Sommes-nous à la hauteur du sacrifice de Moncef Bey? Quand on voit l’état de notre pays, les clivages qui le minent et le délabrement moral et intellectuel qui y sévit, on est en droit de se poser la question.
S’il était de retour parmi nous, il ne pourrait concevoir que cette nation à laquelle il aura tout donné soit si divisée et si désemparée. Il serait consterné par cette classe politique miteuse et avide, ce régime politique désastreux, cet Etat impuissant et corrompu, cet incivisme généralisé, et plus grave encore par ce déficit patriotique manifeste. Un pays où les allégeances à des parties étrangères ne sont plus cachées et où les chancelleries et les agences de notation font la pluie et le beau temps n’est plus tout à fait indépendant.
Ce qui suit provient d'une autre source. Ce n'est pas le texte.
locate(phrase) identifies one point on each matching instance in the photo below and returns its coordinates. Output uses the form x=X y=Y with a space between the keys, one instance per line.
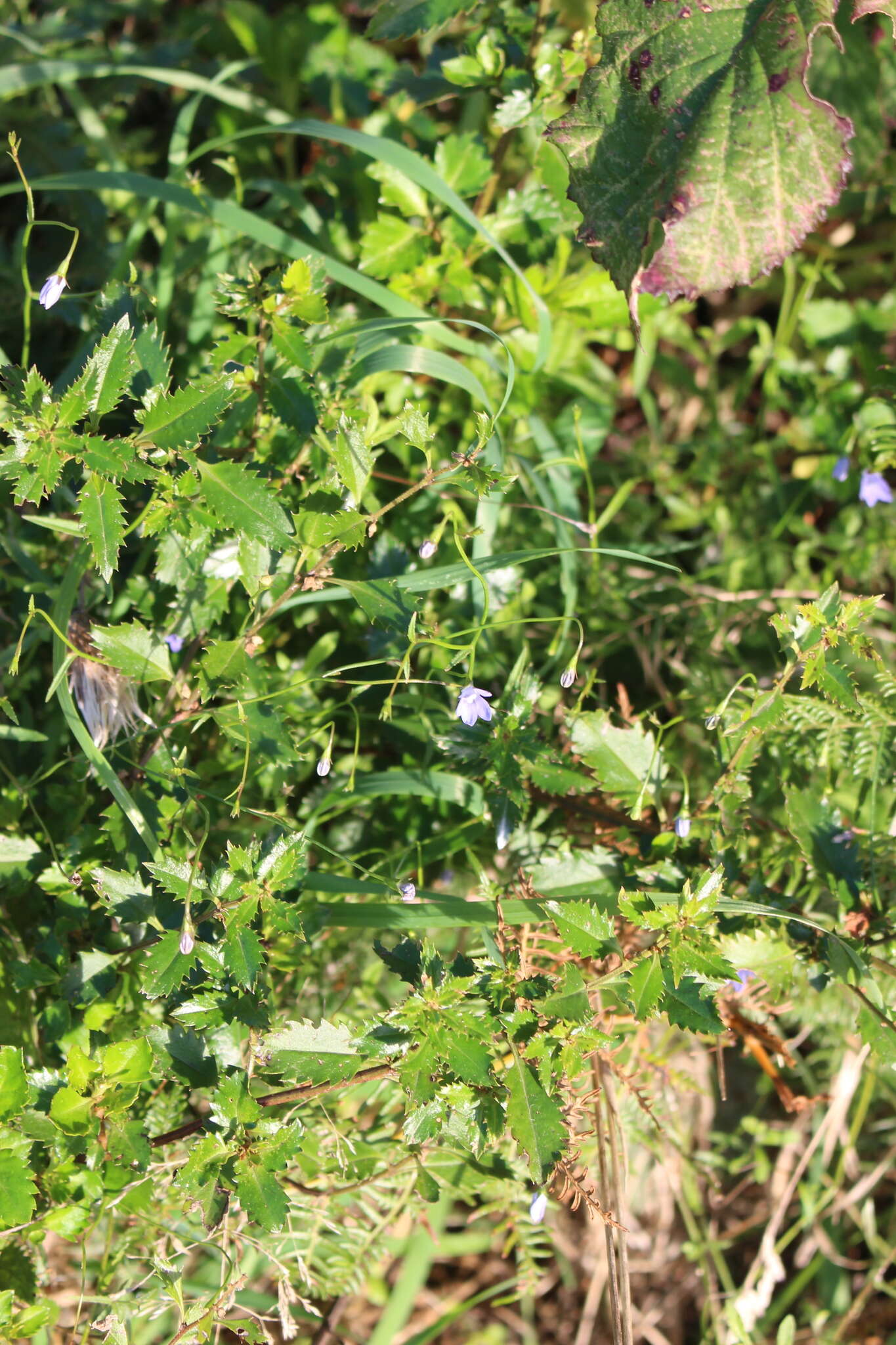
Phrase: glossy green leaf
x=703 y=136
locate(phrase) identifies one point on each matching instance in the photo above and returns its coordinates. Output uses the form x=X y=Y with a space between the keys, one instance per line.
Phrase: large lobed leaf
x=699 y=119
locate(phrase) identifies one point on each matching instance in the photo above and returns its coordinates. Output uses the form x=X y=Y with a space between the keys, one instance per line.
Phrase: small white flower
x=503 y=831
x=538 y=1207
x=51 y=291
x=472 y=705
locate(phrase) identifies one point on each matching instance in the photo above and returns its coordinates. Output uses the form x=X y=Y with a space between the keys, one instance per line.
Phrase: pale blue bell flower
x=51 y=291
x=874 y=489
x=538 y=1207
x=472 y=705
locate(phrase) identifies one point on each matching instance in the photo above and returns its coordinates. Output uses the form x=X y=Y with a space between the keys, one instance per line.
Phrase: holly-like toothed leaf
x=406 y=18
x=104 y=522
x=261 y=1195
x=16 y=1191
x=625 y=762
x=352 y=459
x=242 y=947
x=698 y=155
x=242 y=500
x=135 y=651
x=308 y=1053
x=645 y=986
x=164 y=966
x=535 y=1119
x=687 y=1007
x=108 y=372
x=181 y=420
x=585 y=929
x=14 y=1086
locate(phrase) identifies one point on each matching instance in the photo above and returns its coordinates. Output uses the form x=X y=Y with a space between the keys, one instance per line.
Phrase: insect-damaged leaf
x=699 y=119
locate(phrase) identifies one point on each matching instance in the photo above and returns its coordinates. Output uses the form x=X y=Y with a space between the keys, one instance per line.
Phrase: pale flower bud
x=51 y=291
x=538 y=1207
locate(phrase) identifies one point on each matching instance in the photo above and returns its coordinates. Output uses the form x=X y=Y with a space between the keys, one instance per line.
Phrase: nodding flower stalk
x=54 y=286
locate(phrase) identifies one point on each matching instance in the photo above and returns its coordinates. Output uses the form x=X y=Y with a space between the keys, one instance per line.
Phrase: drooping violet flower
x=503 y=831
x=472 y=705
x=744 y=977
x=538 y=1207
x=51 y=291
x=874 y=489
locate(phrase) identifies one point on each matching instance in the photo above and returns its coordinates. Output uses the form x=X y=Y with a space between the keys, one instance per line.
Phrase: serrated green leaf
x=352 y=459
x=535 y=1121
x=108 y=372
x=584 y=927
x=308 y=1053
x=570 y=1000
x=735 y=158
x=16 y=1191
x=102 y=518
x=137 y=653
x=688 y=1009
x=406 y=18
x=469 y=1059
x=182 y=418
x=164 y=966
x=645 y=986
x=244 y=500
x=242 y=946
x=622 y=759
x=391 y=246
x=261 y=1195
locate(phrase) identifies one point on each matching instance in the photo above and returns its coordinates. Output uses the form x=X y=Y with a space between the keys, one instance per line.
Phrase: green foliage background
x=327 y=305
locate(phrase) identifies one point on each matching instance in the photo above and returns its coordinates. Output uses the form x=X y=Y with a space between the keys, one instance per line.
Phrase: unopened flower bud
x=538 y=1207
x=51 y=291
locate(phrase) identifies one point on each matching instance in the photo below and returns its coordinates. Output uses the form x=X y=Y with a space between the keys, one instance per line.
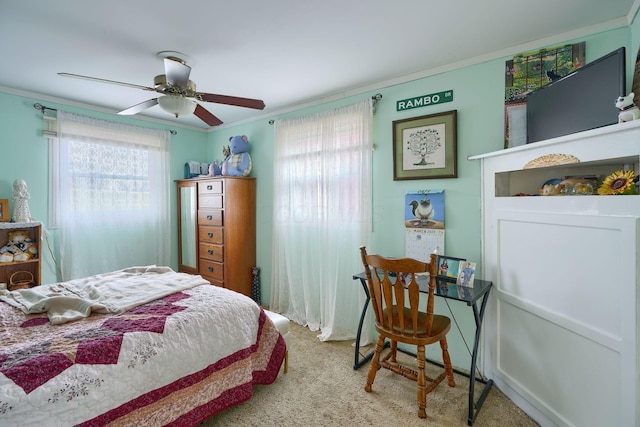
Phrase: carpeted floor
x=322 y=389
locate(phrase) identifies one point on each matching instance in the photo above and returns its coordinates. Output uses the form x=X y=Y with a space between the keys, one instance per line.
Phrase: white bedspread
x=114 y=292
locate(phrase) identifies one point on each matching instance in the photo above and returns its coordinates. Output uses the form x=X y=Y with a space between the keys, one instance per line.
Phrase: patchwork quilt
x=176 y=360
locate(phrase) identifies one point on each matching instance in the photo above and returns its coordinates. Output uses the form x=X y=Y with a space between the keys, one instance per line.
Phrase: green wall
x=25 y=154
x=479 y=101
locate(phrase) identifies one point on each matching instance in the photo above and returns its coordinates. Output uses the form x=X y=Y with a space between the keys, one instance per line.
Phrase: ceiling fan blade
x=177 y=72
x=95 y=79
x=139 y=107
x=231 y=100
x=204 y=115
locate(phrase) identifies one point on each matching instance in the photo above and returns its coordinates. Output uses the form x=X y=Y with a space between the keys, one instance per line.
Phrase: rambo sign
x=425 y=100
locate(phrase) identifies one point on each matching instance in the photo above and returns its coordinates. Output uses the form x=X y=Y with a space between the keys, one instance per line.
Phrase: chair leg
x=394 y=352
x=375 y=364
x=447 y=362
x=422 y=383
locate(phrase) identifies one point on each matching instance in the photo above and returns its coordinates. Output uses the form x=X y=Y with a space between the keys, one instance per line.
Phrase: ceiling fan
x=178 y=93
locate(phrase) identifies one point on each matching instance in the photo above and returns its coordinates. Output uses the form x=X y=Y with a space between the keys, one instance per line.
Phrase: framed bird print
x=425 y=147
x=424 y=209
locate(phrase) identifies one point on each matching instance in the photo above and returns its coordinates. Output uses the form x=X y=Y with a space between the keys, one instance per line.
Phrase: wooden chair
x=396 y=321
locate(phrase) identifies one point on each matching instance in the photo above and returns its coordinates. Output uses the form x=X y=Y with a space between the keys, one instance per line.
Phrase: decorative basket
x=21 y=280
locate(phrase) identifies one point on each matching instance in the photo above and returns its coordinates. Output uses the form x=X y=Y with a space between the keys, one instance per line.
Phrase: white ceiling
x=288 y=53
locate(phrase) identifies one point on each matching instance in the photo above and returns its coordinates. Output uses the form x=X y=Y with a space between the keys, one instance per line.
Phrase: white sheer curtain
x=109 y=195
x=322 y=215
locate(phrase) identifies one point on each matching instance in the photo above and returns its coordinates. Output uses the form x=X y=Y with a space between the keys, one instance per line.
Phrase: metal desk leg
x=357 y=363
x=474 y=408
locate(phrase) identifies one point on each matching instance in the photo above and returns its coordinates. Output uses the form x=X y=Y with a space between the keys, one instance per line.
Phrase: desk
x=470 y=296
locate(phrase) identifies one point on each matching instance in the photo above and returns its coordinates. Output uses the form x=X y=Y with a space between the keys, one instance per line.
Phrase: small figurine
x=628 y=110
x=20 y=198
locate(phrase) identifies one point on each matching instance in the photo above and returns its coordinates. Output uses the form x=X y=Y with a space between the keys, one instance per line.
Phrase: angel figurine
x=21 y=197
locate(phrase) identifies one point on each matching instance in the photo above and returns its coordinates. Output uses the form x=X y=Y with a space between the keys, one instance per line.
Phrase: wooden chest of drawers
x=226 y=231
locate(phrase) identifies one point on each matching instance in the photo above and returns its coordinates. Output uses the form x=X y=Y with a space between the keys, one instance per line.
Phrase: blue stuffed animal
x=239 y=161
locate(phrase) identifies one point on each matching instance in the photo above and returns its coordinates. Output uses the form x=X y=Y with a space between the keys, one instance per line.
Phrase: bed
x=104 y=351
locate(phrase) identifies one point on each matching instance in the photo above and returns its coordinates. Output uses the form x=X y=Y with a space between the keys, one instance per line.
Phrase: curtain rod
x=42 y=109
x=377 y=97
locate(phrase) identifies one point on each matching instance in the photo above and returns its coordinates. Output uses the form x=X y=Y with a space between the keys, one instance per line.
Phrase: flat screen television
x=581 y=100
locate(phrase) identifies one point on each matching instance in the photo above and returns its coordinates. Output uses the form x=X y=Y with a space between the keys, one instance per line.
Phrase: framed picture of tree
x=425 y=147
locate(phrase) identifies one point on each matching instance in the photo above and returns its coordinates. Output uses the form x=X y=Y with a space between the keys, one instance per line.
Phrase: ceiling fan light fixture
x=177 y=105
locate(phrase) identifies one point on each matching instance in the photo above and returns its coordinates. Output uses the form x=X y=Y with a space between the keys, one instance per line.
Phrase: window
x=109 y=195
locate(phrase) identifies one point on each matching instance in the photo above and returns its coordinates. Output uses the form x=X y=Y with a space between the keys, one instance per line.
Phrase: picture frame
x=426 y=147
x=466 y=274
x=5 y=215
x=450 y=272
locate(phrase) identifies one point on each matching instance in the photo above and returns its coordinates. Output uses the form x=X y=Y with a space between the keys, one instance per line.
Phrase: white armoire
x=561 y=331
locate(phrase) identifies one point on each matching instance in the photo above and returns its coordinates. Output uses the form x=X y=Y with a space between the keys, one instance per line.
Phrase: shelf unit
x=33 y=266
x=561 y=332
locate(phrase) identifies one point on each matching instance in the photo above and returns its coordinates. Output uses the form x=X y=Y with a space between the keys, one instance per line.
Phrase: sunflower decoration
x=619 y=182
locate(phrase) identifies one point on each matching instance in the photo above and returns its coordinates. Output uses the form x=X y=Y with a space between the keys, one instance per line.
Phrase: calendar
x=420 y=243
x=424 y=223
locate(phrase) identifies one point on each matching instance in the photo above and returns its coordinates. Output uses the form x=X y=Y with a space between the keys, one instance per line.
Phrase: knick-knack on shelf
x=21 y=197
x=255 y=284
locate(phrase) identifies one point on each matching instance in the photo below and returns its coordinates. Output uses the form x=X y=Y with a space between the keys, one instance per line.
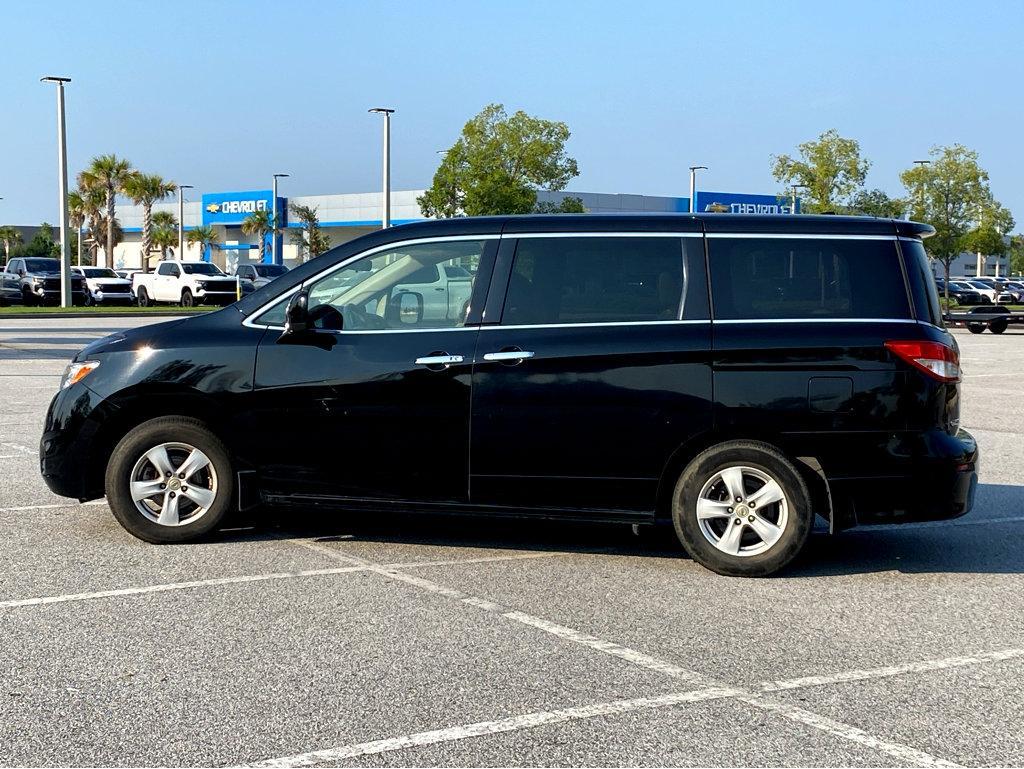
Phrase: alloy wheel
x=742 y=511
x=173 y=484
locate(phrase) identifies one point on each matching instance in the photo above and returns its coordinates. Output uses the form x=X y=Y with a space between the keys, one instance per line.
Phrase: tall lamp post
x=386 y=208
x=181 y=220
x=693 y=185
x=62 y=189
x=274 y=256
x=793 y=196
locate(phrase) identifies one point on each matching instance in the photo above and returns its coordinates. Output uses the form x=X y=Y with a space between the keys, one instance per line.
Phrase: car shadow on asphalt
x=952 y=547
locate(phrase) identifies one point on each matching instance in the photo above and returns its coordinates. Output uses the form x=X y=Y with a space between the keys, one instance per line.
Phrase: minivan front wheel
x=741 y=509
x=169 y=480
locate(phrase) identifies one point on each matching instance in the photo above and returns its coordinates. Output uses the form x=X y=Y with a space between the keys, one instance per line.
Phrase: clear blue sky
x=221 y=94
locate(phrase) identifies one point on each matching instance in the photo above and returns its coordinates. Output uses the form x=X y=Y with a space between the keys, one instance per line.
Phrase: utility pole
x=66 y=299
x=181 y=221
x=274 y=256
x=386 y=186
x=693 y=185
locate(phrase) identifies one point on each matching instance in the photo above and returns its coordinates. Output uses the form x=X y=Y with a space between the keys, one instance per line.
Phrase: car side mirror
x=297 y=313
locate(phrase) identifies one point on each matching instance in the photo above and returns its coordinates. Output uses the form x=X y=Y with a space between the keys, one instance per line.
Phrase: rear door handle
x=440 y=359
x=506 y=355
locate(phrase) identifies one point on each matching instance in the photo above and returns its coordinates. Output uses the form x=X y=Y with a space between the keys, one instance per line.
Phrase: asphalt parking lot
x=311 y=640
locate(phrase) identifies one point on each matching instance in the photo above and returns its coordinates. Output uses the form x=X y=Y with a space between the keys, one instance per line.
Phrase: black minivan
x=733 y=375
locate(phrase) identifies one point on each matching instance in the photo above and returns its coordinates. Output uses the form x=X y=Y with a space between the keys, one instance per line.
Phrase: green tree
x=829 y=167
x=204 y=237
x=310 y=239
x=498 y=165
x=10 y=238
x=109 y=173
x=877 y=203
x=567 y=205
x=144 y=189
x=952 y=195
x=259 y=223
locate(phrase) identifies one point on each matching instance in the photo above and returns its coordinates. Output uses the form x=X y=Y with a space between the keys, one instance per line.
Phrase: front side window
x=594 y=280
x=806 y=279
x=399 y=289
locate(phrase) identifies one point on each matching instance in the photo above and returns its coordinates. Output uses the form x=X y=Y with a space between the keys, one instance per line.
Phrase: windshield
x=270 y=270
x=201 y=268
x=42 y=265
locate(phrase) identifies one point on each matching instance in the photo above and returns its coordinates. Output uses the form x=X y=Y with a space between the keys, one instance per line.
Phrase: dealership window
x=764 y=279
x=595 y=280
x=402 y=288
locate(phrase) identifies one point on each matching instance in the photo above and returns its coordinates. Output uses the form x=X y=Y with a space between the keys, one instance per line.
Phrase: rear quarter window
x=806 y=279
x=926 y=297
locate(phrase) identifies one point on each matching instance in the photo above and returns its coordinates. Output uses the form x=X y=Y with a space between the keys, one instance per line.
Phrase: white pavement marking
x=527 y=721
x=633 y=656
x=906 y=755
x=243 y=579
x=924 y=666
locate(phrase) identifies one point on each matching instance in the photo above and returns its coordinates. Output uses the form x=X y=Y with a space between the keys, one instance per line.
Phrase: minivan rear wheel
x=741 y=509
x=169 y=480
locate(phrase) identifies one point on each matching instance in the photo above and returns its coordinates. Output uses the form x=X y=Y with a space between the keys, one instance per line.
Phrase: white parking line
x=633 y=656
x=481 y=728
x=243 y=579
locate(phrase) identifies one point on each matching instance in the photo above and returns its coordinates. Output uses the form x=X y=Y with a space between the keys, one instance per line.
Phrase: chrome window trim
x=801 y=237
x=816 y=321
x=514 y=236
x=251 y=323
x=494 y=327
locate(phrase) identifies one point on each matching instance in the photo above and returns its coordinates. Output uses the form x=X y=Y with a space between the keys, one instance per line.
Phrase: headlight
x=78 y=372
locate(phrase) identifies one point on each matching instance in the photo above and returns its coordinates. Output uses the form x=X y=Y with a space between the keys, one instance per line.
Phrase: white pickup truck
x=184 y=283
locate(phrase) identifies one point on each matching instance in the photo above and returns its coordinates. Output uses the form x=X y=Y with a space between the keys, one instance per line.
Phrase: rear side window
x=595 y=280
x=767 y=278
x=926 y=297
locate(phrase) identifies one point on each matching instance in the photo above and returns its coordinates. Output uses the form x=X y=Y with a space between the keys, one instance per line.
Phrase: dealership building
x=344 y=217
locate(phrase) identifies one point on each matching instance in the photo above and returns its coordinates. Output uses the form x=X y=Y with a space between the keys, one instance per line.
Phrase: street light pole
x=66 y=299
x=386 y=207
x=181 y=220
x=793 y=196
x=693 y=185
x=274 y=256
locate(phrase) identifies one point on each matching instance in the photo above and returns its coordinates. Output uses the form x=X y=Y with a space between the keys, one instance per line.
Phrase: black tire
x=132 y=449
x=760 y=458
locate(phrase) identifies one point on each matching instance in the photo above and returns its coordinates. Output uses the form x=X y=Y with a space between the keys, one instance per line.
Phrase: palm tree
x=165 y=232
x=144 y=189
x=203 y=236
x=9 y=237
x=107 y=172
x=259 y=223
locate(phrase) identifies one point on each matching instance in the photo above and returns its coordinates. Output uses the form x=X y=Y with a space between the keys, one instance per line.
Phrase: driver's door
x=376 y=404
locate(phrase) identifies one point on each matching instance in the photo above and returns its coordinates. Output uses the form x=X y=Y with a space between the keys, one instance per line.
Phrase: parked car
x=184 y=283
x=103 y=286
x=731 y=375
x=260 y=274
x=962 y=292
x=34 y=281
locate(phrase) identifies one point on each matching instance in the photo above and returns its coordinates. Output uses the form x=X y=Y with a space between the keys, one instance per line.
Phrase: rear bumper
x=933 y=476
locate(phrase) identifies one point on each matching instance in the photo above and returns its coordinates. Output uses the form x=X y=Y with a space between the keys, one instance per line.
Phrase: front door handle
x=508 y=355
x=440 y=358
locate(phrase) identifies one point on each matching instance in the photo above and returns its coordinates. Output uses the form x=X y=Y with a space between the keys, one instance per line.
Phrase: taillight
x=935 y=358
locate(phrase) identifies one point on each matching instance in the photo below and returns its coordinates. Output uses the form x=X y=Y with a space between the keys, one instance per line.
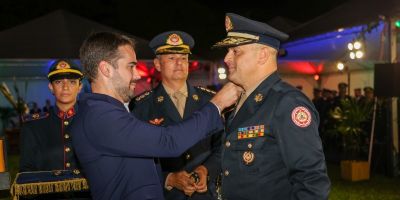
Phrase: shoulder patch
x=33 y=117
x=143 y=96
x=301 y=116
x=206 y=90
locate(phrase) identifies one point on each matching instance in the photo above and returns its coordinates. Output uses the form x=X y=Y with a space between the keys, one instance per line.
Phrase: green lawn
x=377 y=188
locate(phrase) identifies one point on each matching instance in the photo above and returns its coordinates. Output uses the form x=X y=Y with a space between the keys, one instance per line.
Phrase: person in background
x=173 y=101
x=272 y=149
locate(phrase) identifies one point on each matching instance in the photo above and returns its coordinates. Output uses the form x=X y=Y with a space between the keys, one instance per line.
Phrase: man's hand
x=182 y=181
x=227 y=96
x=201 y=186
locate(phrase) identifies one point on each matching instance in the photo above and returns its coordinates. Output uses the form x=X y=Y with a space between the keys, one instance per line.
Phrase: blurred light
x=340 y=66
x=359 y=54
x=350 y=46
x=221 y=70
x=357 y=45
x=352 y=55
x=222 y=76
x=397 y=23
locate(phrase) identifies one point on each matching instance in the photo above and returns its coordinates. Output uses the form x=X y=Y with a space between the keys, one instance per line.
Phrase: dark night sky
x=204 y=20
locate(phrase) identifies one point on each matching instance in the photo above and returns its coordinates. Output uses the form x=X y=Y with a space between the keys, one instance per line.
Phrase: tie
x=243 y=98
x=179 y=101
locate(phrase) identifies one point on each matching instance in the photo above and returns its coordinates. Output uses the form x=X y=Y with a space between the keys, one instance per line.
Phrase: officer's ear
x=157 y=63
x=263 y=54
x=105 y=68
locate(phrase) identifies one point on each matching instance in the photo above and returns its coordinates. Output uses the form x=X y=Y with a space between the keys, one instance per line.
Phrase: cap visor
x=233 y=41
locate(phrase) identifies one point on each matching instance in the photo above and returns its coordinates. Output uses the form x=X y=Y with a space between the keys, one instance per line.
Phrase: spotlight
x=340 y=66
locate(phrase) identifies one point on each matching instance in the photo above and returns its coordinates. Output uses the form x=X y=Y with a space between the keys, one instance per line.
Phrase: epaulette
x=36 y=116
x=143 y=95
x=206 y=90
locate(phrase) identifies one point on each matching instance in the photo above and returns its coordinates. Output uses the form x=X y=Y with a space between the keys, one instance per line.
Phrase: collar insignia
x=258 y=97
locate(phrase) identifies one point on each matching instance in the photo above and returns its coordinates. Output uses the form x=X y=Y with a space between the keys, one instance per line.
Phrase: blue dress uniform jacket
x=272 y=147
x=45 y=141
x=157 y=105
x=116 y=149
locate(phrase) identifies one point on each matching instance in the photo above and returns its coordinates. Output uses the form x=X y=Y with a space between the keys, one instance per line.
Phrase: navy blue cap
x=175 y=42
x=242 y=31
x=61 y=69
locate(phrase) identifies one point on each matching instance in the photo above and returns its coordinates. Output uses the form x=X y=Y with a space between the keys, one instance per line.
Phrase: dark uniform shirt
x=46 y=143
x=157 y=107
x=272 y=148
x=116 y=149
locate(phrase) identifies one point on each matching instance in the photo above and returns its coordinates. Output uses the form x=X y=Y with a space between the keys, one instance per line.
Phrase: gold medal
x=248 y=157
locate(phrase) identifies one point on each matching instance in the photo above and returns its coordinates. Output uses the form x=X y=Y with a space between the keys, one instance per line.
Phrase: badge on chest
x=250 y=132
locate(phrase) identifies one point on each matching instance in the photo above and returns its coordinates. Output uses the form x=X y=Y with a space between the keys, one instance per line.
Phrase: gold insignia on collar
x=174 y=39
x=228 y=24
x=258 y=97
x=63 y=65
x=160 y=99
x=195 y=97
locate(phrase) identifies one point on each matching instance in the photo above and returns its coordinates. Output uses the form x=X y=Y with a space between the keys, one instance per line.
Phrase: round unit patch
x=301 y=116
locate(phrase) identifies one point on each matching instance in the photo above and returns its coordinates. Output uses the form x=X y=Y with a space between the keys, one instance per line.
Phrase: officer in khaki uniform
x=172 y=101
x=272 y=148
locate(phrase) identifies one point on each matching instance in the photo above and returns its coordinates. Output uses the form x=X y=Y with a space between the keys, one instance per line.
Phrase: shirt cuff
x=219 y=110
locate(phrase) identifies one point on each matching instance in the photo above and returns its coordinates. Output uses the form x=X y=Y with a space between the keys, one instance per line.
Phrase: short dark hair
x=101 y=46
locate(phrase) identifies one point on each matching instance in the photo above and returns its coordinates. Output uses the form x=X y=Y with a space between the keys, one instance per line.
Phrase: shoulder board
x=142 y=96
x=206 y=90
x=33 y=117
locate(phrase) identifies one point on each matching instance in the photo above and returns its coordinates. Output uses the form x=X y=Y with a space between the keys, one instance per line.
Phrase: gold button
x=226 y=173
x=227 y=144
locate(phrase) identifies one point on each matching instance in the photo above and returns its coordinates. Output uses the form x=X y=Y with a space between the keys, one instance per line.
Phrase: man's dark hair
x=101 y=46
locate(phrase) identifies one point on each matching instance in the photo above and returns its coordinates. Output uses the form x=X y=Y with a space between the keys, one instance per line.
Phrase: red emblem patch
x=301 y=116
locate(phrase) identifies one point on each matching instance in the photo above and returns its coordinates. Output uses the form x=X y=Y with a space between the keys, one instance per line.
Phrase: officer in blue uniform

Ce serait une deuxième mort pour Moncef Bey que d’assister à ce gâchis sans nom après l’immense espoir suscité par sa résistance à l’oppression.
Pour nous racheter et lui témoigner notre infinie gratitude, nous pourrions, au moins, exiger de la France qu’elle formule des regrets pour l’injuste éviction dont fut victime Moncef Bey: l’humiliation qu’il a subie dans les jardins de la Résidence générale, sa destitution sous la menace et sans motif, et son exil aux confins du désert algérien ne valent-ils pas quelques mots d’excuse?
L’ambassadeur de ce pays ami qui, du Nord au Sud, été comme hiver, ne manque pas une occasion de manifester son attachement aux Tunisiens ne pourrait-il pas se charger de transmettre à qui de droit une si légitime doléance ?
Normalement, 70 longues années suffisent pour mieux évaluer les erreurs et esquisser un début de réparation. Il faut espérer qu’il ne faudra pas attendre l’an 2070, soit le 800e anniversaire de la mort, sous les remparts de Tunis, de Saint Louis, pour que ces regrets nous parviennent.